Quick Check Sues Bribing Businessman

WHITEHOUSE STATION, N.J. -- A 68-year-old businessman accused last month of trying to bribe Hanover's mayor to get zoning approval to build a Quick Chek is being sued by the convenience store chain for the $225,000 it advanced him, according to a report in New Jersey-based The Star Ledger.

Quick Chek filed a lawsuit last week against Blairstown resident Michael Sesera because the township zoning board in 2007 denied Quick Chek's application to build a store on Sesera's Parsippany Road lot, according to the newspaper.

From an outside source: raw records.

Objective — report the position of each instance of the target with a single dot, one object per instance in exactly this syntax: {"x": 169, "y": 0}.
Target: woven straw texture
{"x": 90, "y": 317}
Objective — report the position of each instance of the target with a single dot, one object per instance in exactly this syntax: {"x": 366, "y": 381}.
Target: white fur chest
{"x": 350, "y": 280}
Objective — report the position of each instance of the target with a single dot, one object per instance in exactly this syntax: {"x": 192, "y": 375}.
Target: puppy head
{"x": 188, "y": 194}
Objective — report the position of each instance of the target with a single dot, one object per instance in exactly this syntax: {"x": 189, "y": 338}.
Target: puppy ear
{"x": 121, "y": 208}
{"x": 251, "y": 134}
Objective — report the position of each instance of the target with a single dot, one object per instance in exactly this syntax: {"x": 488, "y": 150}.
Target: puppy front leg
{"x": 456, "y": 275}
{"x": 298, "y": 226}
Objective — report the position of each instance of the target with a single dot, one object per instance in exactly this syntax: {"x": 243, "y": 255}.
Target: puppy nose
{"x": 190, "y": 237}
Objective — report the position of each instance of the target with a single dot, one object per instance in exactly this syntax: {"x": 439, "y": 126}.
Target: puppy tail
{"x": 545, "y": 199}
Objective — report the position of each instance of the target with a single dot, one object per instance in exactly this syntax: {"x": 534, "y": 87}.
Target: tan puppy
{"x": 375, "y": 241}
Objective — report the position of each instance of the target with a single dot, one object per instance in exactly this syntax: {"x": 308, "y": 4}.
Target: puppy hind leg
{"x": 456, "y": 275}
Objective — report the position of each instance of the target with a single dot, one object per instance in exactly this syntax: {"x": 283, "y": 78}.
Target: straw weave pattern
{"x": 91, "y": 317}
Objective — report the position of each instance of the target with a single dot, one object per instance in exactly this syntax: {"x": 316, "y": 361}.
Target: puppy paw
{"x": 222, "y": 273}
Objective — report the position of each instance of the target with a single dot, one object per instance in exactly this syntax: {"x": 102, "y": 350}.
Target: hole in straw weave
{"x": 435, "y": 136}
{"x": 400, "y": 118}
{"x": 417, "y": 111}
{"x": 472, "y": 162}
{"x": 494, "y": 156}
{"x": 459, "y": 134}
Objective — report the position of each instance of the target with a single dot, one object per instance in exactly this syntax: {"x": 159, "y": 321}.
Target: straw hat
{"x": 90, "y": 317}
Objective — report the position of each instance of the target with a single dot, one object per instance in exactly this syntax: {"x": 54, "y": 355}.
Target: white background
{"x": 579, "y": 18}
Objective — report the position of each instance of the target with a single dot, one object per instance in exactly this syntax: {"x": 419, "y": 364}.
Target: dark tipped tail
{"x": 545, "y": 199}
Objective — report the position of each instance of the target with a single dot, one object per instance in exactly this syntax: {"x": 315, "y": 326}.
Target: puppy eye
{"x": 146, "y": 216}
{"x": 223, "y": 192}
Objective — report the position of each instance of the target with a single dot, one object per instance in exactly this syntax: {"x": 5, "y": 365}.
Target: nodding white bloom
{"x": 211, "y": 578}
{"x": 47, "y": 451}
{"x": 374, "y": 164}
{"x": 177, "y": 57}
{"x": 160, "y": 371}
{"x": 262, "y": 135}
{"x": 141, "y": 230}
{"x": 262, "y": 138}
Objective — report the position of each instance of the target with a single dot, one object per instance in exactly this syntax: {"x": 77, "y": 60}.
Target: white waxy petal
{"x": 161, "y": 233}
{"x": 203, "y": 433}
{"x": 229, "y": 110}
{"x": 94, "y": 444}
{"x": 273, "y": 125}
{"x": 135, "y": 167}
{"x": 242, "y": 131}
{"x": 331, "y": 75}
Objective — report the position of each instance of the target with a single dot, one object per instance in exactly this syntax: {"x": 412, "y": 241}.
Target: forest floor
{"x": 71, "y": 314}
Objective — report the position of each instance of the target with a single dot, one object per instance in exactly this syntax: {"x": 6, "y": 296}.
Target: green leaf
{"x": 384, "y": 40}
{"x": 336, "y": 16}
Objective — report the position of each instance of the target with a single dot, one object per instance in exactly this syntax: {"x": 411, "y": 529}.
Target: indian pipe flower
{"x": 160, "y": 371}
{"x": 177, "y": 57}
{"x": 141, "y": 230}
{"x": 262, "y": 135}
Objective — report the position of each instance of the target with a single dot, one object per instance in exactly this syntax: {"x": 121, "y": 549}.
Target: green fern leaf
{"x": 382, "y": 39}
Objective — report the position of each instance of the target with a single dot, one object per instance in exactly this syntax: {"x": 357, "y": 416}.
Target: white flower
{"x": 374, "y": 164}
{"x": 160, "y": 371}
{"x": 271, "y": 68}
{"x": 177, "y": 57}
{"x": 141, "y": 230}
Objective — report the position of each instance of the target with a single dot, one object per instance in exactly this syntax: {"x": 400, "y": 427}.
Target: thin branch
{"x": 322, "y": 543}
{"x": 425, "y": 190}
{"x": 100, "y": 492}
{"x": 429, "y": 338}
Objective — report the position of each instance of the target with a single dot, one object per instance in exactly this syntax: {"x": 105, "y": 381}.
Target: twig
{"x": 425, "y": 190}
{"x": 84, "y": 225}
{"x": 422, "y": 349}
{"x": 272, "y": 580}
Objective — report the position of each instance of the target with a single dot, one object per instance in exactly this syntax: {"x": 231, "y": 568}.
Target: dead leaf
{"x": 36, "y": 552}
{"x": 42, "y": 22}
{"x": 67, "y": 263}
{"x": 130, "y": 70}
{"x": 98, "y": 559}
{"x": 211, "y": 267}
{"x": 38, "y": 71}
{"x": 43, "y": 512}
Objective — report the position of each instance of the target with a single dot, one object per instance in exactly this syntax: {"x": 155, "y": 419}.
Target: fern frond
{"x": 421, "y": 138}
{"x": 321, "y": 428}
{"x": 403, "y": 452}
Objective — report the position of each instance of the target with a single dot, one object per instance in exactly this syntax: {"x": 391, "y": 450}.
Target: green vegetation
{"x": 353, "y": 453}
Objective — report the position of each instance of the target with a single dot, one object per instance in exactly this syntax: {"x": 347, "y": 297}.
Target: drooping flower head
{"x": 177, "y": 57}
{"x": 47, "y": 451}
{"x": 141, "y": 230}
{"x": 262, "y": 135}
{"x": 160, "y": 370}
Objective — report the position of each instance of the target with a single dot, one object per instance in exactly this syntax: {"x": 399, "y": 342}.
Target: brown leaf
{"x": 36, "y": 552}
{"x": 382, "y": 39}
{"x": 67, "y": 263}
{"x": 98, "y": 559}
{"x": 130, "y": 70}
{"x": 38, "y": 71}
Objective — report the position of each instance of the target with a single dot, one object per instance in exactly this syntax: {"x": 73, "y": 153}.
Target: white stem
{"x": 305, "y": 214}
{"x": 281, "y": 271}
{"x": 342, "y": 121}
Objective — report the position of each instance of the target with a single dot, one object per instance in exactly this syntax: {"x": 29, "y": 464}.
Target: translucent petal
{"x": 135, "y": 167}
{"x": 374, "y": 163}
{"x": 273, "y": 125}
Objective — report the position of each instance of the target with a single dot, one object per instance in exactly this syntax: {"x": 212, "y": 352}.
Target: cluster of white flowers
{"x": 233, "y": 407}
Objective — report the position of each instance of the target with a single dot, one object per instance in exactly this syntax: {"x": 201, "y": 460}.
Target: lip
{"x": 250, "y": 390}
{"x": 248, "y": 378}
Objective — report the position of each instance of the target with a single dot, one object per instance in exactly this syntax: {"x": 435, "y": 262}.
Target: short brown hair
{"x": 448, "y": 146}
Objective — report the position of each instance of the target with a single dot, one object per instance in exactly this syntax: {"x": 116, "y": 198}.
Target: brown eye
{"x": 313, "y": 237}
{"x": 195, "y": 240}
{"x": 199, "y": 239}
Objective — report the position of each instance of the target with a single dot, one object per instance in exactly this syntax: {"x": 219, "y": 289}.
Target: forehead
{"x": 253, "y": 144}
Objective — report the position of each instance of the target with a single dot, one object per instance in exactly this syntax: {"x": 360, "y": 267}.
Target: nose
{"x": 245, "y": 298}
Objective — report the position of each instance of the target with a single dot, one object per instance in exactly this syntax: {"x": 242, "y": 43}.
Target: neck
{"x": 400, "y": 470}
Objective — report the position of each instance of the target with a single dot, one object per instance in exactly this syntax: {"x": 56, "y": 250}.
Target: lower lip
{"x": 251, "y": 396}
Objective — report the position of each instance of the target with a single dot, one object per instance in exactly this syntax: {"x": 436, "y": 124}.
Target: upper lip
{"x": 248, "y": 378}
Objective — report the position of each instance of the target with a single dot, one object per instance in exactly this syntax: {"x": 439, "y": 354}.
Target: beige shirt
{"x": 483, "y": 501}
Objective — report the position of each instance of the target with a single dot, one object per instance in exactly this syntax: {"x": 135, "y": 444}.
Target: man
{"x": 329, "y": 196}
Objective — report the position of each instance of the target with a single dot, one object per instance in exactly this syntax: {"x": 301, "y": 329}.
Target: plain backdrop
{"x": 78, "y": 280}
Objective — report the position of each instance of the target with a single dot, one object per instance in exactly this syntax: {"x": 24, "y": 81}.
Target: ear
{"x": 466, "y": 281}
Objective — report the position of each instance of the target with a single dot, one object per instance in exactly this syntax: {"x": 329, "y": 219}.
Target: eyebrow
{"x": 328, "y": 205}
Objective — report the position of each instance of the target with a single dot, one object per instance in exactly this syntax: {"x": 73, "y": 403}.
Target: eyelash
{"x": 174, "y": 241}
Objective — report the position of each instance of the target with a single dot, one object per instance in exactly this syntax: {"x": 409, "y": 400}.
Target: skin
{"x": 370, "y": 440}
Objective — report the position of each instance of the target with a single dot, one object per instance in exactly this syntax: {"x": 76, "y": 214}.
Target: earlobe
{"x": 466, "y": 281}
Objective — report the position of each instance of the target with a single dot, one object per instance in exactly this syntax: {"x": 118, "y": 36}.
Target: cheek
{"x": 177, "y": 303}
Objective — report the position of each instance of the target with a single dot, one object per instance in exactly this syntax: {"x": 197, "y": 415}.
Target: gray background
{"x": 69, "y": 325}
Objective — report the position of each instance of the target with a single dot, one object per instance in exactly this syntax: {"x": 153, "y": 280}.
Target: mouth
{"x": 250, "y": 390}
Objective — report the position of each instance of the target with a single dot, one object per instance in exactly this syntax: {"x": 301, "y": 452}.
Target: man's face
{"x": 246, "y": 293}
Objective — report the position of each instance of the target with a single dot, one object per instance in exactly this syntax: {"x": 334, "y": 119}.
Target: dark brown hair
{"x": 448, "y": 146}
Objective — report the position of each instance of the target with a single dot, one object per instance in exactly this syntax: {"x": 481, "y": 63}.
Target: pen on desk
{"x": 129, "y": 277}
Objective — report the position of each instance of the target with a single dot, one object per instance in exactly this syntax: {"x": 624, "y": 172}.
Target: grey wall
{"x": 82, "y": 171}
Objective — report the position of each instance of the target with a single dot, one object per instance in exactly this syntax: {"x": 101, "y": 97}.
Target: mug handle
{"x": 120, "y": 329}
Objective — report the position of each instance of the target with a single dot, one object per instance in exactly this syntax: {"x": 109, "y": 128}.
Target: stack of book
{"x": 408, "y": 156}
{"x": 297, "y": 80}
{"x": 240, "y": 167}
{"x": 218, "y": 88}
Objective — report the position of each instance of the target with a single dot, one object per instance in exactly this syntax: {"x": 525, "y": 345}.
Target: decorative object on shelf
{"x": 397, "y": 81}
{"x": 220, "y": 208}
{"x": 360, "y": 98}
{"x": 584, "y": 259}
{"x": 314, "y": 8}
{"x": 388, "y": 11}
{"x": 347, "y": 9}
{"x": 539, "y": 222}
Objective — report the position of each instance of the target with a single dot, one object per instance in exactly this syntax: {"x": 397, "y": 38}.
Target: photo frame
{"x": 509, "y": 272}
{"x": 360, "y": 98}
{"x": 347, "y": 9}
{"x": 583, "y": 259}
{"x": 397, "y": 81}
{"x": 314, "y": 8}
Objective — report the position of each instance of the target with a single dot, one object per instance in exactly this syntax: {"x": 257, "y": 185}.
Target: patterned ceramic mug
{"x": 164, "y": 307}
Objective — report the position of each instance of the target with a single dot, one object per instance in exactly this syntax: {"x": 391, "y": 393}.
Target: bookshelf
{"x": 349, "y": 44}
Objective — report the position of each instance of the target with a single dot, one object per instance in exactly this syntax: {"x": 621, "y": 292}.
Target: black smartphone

Sesera and Quick Chek entered into an agreement in October 2005, and in exchange for $225,000, Sesera gave Quick Chek a mortgage lien on his 1.6-acre property, according to the lawsuit, which became public this week in state Superior Court in Morristown, The Star Ledger reported.

However, authorities said Sesera handed Mayor Ronald Francioli a brown paper bag stuffed with $20,000, last month, expecting the mayor to get him the needed zoning approval, the report stated.

Sesera didn't know Francioli had tipped off police, who were watching when he showed up at the drop at the Rockaway Townsquare Mall parking lot. He is due in court on the criminal charge on Dec. 17.

Sesera operated a Gulf gas station at Whippany and Parsippany Roads for more than 40 years, and previously lived in Hanover's Whippany section, according to public records cited by the newspaper. The gas station had been closed for almost a decade.

After a deal with BP to open a gas station and convenience store fell through, Sesera struck up the deal with Quick Chek to build a similar project. But in 2006, the township committee rezoned the property to exclude retail businesses as part of a revitalization plan. Sesera tried to get a use variance from the zoning board in the summer of 2007, but failed, the report stated.

When Sesera's project fell through, Quick Chek demanded its money back, and then filed for foreclosure in May.

"He has all his life invested in this property, and it was a go until the zone was changed," township committeeman Len Fariello said after Sesera's arrest.

"This property to him was his nest egg," Francioli said in the report.